En las tres últimas generaciones de su familia, nadie había tenido más de tres hijos y ella, con sus cinco hijos, era para sus padres una heroína mártir. Los padres no podían entenderlo, pero yo sí. Una vez le había preguntado a Artie y él me había dicho:

—Detrás de esa cara de
madonna
hay una de las mujeres más calientes de Long Island. Y a mí me pasa igual.

Si cualquier otro marido hubiese dicho eso de su mujer, me hubiese parecido ofensivo.

—Suerte que tienes —le dije yo.

—Sí —dijo Artie—. Pero creo que ella lo lamenta por mí, sabes, la cosa del orfanato. Y quiere que no vuelva a sentirme solo nunca. Es más o menos eso.

—Suerte, tienes mucha suerte —había dicho yo.

Y así pues, cuando Pam hizo su acusación, me enfadé un poco. Conocía a Artie. Sabía que no era posible que engañara a su mujer, que él jamás pondría en peligro aquella familia que había creado, ni la felicidad que le proporcionaba.

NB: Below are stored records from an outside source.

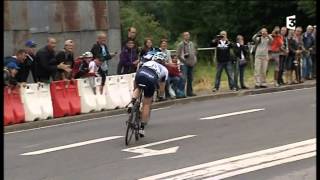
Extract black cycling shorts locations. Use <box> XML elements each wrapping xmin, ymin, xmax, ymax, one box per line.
<box><xmin>135</xmin><ymin>67</ymin><xmax>158</xmax><ymax>97</ymax></box>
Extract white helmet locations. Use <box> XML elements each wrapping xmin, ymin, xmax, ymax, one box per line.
<box><xmin>152</xmin><ymin>52</ymin><xmax>168</xmax><ymax>64</ymax></box>
<box><xmin>82</xmin><ymin>51</ymin><xmax>93</xmax><ymax>58</ymax></box>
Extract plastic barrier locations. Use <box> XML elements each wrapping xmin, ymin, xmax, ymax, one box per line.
<box><xmin>3</xmin><ymin>87</ymin><xmax>15</xmax><ymax>126</ymax></box>
<box><xmin>65</xmin><ymin>80</ymin><xmax>81</xmax><ymax>115</ymax></box>
<box><xmin>94</xmin><ymin>77</ymin><xmax>107</xmax><ymax>111</ymax></box>
<box><xmin>4</xmin><ymin>87</ymin><xmax>25</xmax><ymax>125</ymax></box>
<box><xmin>77</xmin><ymin>79</ymin><xmax>97</xmax><ymax>113</ymax></box>
<box><xmin>118</xmin><ymin>75</ymin><xmax>132</xmax><ymax>108</ymax></box>
<box><xmin>50</xmin><ymin>81</ymin><xmax>71</xmax><ymax>118</ymax></box>
<box><xmin>20</xmin><ymin>83</ymin><xmax>42</xmax><ymax>121</ymax></box>
<box><xmin>103</xmin><ymin>76</ymin><xmax>122</xmax><ymax>109</ymax></box>
<box><xmin>36</xmin><ymin>83</ymin><xmax>53</xmax><ymax>119</ymax></box>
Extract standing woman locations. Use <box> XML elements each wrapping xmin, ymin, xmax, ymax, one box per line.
<box><xmin>139</xmin><ymin>37</ymin><xmax>156</xmax><ymax>63</ymax></box>
<box><xmin>159</xmin><ymin>39</ymin><xmax>172</xmax><ymax>63</ymax></box>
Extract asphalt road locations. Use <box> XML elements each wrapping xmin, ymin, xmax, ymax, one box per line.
<box><xmin>4</xmin><ymin>88</ymin><xmax>316</xmax><ymax>180</ymax></box>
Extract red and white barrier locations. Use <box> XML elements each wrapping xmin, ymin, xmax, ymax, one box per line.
<box><xmin>4</xmin><ymin>73</ymin><xmax>135</xmax><ymax>126</ymax></box>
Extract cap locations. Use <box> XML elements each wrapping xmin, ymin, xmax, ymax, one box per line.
<box><xmin>82</xmin><ymin>51</ymin><xmax>93</xmax><ymax>58</ymax></box>
<box><xmin>6</xmin><ymin>62</ymin><xmax>20</xmax><ymax>69</ymax></box>
<box><xmin>25</xmin><ymin>40</ymin><xmax>37</xmax><ymax>48</ymax></box>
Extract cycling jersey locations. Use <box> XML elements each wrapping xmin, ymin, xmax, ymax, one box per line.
<box><xmin>142</xmin><ymin>61</ymin><xmax>168</xmax><ymax>82</ymax></box>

Pam estaba avergonzada, con los ojos llenos de lágrimas. Pero me miraba a la cara. Si Artie tenía un ligue, yo era el único a quien se lo contaría. Y ella esperaba que yo traicionase el secreto con algún gesto.

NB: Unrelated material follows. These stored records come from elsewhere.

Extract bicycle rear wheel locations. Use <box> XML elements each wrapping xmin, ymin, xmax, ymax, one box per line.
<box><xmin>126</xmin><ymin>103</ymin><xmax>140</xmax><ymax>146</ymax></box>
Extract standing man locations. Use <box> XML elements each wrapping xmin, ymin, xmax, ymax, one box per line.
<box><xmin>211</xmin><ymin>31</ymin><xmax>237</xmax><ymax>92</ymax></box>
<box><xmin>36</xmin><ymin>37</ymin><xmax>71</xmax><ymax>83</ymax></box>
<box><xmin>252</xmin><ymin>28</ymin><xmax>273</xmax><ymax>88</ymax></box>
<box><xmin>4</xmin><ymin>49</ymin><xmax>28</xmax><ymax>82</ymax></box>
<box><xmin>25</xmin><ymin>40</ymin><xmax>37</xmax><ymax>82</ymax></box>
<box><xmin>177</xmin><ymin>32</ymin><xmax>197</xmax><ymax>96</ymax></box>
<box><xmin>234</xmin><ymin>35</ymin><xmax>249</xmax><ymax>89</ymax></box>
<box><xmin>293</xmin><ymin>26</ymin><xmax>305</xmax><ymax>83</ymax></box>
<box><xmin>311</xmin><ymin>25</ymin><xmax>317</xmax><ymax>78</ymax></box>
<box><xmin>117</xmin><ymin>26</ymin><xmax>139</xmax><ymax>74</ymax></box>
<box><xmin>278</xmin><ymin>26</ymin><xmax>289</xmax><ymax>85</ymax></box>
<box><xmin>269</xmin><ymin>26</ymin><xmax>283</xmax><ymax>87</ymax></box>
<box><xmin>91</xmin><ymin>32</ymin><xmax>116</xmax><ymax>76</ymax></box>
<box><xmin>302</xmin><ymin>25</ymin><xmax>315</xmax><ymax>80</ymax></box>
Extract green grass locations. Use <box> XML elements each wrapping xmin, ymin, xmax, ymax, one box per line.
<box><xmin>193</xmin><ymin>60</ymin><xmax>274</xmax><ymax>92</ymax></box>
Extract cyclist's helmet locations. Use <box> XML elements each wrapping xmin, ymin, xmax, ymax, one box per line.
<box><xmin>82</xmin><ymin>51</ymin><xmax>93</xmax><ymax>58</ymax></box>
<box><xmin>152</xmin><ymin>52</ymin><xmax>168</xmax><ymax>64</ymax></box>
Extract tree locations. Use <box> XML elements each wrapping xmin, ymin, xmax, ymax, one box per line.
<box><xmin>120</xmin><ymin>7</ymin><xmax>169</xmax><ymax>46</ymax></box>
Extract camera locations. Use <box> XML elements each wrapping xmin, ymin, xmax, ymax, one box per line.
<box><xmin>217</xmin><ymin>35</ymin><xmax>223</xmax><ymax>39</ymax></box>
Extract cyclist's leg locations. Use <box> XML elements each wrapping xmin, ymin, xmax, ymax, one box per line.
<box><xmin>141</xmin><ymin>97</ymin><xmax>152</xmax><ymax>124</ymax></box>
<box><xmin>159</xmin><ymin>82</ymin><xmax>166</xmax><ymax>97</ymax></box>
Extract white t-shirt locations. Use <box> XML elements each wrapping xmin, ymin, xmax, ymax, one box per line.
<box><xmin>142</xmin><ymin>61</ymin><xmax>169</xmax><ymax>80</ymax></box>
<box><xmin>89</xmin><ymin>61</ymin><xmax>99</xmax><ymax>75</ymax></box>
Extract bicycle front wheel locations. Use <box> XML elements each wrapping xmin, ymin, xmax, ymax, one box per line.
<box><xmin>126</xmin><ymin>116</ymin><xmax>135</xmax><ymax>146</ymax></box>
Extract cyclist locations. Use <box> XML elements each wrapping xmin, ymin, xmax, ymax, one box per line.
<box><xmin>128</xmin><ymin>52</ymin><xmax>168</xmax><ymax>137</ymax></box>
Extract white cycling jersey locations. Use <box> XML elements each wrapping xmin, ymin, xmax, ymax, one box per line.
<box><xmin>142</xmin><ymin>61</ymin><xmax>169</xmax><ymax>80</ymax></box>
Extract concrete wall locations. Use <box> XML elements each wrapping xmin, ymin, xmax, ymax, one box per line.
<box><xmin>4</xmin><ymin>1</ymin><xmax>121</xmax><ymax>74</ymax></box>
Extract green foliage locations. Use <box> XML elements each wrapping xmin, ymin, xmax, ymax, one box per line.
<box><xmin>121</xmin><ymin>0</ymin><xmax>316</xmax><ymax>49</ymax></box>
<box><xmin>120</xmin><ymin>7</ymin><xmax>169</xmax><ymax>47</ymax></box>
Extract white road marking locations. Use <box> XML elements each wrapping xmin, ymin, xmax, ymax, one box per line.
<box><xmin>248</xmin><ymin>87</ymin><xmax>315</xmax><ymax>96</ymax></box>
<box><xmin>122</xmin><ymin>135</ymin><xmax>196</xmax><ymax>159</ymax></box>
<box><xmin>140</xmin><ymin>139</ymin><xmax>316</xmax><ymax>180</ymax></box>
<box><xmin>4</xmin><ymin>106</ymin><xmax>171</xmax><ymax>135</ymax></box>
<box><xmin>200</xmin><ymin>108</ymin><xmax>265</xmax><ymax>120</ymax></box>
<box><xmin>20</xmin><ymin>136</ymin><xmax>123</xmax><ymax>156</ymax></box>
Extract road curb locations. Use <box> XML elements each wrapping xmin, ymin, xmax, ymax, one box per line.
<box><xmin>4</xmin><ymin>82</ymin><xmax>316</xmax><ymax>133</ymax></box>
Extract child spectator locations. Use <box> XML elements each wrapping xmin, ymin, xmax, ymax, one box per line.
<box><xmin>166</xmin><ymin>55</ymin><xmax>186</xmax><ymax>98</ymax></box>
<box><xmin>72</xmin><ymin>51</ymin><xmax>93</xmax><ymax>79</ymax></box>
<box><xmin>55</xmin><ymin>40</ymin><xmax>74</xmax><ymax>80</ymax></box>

—Eso no es verdad —dije—. Artie siempre tuvo a las mujeres detrás de él y siempre le molestó. Es el tipo más honrado del mundo. Sabes que yo no intentaría encubrirle. No le delataría, pero tampoco le encubriría.

—Ya lo sé —dijo Pam—. Pero viene a casa tarde tres veces por semana como mínimo. Anoche tenía carmín en la camisa. Y hace llamadas telefónicas después de que yo me voy a la cama, a las tantas de la noche. ¿Te llama a ti?

—No —dije. Y entonces me sentí mal. Podía ser cierto. Aún no lo creía, pero tenía que aclararlo.

—Y está gastando dinero extra que nunca gastaba —dijo Pam—. Ay, Dios mío.

Y se puso a llorar abiertamente.

—¿Vendrá hoy a cenar a casa? —pregunté.

Pam asintió. Cogí el teléfono de la cocina, llamé a Valerie y le dije que me quedaba a cenar en casa de Artie. Lo hacía de vez en cuando, tomando la decisión sobre la marcha, cuando tenía urgencia de verle, así que Valerie no hizo ninguna pregunta. Cuando colgué el teléfono, le dije a Pam:

—¿Tienes cena para mí?

Ella sonrió y asintió con un gesto.

—Por supuesto —dijo.

—Bajaré y le esperaré en la estación —dije—. Y aclararemos todo esto antes de cenar.

Intentando darle un aire cómico al asunto, añadí:

—Mi hermano es inocente.

—Sí, claro —dijo Pam. Pero sonrió.

Abajo, en la estación, mientras esperaba que llegara el tren, sentí lástima de Pam y Artie. Había cierta complacencia en mi piedad. Artie siempre tenía que ayudarme y, por fin, ahora tenía yo que ayudarle a él. Pese a todas las pruebas (el carmín en la camisa, el llegar tarde y las llamadas telefónicas, los gastos extra), yo sabía que Artie era básicamente inocente. Lo más que podía haber era alguna jovencita que hubiese insistido tanto que él al final hubiera cedido un poco. Pero de todos modos, aún no podía creerlo. Y, con la piedad, se mezclaba la envidia que siempre me había producido el hecho de que Artie resultase tan atractivo para las mujeres de una forma que yo no lo sería nunca. Con cierta satisfacción, pensé que no estaba mal del todo ser un poco feo.